Both needed to hear from Tehran how far they could count on Iranian support in the eventuality of a military showdown with Israel.
Israeli military spokesmen have gone out of their way to play down the risk of any further security deterioration. After the fragments of at two rockets or mortar shells were discovered Tuesday on the land of Kibbutz Ein Zivan near the border fence opposite Quneitra, military sources tried to calm people by attributing them to “spillover” from the fighting on the Syrian side of the border. The farmers were nonetheless advised to stop work in the apple and cherry orchards, and were not surprised when  the Syrians kept up their cross-border fire to provide “background music” for their defense minister’s discussions in Tehran.
The IDF also omitted mentioning that the squad of four terrorists which tried Sunday, April 26, to plant an explosive device near an Israeli border post in this same area – and was liquidated by the Israeli Air Force – were Druze militiamen, recruited and trained by Hizballah and given their assignment by Syria’s southern intelligence chief, Wafeeq Naser.

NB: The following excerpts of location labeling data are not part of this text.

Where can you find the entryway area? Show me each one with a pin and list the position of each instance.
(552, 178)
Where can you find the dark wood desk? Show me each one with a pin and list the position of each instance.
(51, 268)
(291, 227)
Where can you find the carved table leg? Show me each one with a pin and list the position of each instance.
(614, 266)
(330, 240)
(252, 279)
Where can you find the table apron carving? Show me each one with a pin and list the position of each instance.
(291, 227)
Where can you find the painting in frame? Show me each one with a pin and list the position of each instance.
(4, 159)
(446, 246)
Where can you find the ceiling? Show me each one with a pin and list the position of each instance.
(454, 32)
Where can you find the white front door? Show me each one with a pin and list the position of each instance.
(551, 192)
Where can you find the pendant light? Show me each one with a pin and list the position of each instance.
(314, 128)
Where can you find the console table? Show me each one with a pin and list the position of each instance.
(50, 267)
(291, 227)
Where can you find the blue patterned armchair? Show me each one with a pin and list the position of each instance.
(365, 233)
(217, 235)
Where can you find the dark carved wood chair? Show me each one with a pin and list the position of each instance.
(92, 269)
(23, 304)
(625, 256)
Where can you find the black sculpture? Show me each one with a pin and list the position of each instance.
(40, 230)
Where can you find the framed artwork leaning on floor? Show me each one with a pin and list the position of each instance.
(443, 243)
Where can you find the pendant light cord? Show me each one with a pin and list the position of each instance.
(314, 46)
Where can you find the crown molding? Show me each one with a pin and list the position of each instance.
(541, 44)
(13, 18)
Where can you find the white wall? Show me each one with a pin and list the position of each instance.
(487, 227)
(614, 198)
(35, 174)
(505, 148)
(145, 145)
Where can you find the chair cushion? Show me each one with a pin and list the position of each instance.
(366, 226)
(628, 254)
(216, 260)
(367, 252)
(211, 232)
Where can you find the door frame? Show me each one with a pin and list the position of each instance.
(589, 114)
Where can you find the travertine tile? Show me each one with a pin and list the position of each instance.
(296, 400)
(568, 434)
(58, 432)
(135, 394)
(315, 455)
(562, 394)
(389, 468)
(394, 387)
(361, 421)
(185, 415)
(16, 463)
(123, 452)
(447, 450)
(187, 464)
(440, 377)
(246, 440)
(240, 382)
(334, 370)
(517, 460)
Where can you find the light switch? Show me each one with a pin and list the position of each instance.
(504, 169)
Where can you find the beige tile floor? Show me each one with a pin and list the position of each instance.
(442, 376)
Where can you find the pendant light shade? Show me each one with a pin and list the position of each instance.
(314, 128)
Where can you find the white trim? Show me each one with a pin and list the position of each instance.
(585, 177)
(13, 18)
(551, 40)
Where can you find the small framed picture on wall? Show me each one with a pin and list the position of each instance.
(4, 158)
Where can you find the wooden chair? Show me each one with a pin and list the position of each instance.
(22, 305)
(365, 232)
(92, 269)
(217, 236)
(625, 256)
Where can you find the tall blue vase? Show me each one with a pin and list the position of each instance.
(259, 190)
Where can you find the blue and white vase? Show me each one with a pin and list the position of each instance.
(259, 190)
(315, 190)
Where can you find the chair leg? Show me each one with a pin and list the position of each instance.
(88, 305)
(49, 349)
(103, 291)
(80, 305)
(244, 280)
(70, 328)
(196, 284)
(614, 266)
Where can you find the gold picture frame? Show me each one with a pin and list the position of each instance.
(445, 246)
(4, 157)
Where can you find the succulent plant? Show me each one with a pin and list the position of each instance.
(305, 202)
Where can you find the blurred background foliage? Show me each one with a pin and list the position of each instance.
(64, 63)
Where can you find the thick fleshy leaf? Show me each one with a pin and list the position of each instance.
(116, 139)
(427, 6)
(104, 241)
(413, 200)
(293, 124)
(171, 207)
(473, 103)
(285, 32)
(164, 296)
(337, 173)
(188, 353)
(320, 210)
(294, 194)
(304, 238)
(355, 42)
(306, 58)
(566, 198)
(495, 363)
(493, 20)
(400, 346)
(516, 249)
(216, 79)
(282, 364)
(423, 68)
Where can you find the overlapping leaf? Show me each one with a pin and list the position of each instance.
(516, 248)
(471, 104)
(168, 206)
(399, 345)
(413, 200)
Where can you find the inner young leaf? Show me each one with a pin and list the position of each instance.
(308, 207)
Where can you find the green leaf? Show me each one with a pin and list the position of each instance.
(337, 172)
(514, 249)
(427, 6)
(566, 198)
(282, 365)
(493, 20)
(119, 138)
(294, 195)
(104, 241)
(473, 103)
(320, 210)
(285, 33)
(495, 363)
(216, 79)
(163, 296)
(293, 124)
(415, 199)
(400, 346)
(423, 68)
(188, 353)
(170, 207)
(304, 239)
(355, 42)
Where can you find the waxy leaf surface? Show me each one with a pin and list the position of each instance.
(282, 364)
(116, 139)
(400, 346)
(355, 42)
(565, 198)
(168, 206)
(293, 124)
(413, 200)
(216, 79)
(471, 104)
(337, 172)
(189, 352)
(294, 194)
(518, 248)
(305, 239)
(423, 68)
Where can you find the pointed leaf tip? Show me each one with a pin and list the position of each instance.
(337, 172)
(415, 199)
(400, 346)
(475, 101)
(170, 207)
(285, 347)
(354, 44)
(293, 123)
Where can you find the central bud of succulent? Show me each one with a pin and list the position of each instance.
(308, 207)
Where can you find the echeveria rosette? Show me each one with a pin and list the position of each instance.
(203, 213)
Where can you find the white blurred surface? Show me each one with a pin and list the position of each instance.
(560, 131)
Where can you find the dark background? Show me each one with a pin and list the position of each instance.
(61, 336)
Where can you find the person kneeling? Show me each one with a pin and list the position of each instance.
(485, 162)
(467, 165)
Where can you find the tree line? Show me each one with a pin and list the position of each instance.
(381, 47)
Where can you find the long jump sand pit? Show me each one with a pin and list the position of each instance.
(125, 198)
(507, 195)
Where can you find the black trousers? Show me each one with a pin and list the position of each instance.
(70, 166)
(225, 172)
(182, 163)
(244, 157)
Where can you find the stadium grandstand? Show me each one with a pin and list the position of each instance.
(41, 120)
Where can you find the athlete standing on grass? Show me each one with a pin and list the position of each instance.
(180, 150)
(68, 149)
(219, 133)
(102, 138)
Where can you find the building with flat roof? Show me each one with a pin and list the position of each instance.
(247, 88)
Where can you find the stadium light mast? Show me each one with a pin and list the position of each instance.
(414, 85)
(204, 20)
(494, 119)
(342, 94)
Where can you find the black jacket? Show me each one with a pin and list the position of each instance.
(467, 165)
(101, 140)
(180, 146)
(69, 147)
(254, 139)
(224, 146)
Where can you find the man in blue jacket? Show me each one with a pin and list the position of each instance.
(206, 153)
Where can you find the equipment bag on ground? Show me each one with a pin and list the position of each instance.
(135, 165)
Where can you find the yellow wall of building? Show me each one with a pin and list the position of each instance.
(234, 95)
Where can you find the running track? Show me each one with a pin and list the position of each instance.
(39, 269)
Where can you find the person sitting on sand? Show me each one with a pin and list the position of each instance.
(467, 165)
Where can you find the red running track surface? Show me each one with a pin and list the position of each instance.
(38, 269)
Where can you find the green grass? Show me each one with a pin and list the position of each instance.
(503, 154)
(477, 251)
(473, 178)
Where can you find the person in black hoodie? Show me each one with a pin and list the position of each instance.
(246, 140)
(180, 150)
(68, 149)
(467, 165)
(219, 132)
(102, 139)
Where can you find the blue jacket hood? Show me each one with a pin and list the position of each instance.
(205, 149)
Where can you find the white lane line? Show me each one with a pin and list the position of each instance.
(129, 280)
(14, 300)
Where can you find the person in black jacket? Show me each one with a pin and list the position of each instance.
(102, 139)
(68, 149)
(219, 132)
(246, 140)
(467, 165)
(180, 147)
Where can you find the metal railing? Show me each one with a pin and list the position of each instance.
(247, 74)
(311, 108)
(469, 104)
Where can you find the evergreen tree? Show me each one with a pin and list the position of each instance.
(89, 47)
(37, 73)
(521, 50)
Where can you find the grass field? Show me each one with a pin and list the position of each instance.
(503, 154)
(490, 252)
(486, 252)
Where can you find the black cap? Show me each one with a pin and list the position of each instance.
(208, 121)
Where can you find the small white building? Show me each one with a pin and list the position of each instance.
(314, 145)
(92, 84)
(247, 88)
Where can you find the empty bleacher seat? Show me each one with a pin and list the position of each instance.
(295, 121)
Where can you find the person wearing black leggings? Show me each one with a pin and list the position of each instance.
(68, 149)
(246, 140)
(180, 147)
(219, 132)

debkafile’s military sources calculate that the coming hours may be critical for Israel’s northern front against Syria and Hizballah. If Tehran gives the nod, both are liable to ratchet up their assaults on northern Israel’s Golan and Galilee regions.
They won’t have to wait for Gen. Al-Freij’s return to learn about this decision. The appropriate directives may be flashed directly from Tehran to the Iranian officers based at Syrian staff headquarters in Damascus and serving in the military facilities in southern Syria and opposite the Golan.
Assad may welcome this outlet to vent his frustration as his army licks its wounds from the loss Saturday, April 25, of the strategic town of Jisr al-Shukjhour in the northern Syrian Idlib province, to a coalition of opposition forces calling itself the Army of Conquest. This puts the rebels in position to threaten one of Assad’s most important strongholds, Latakia. The Syrian ruler, if he wants to survive, can’t hope to weather both the Idlib defeat and Israeli air strikes in less than a week, without hitting back.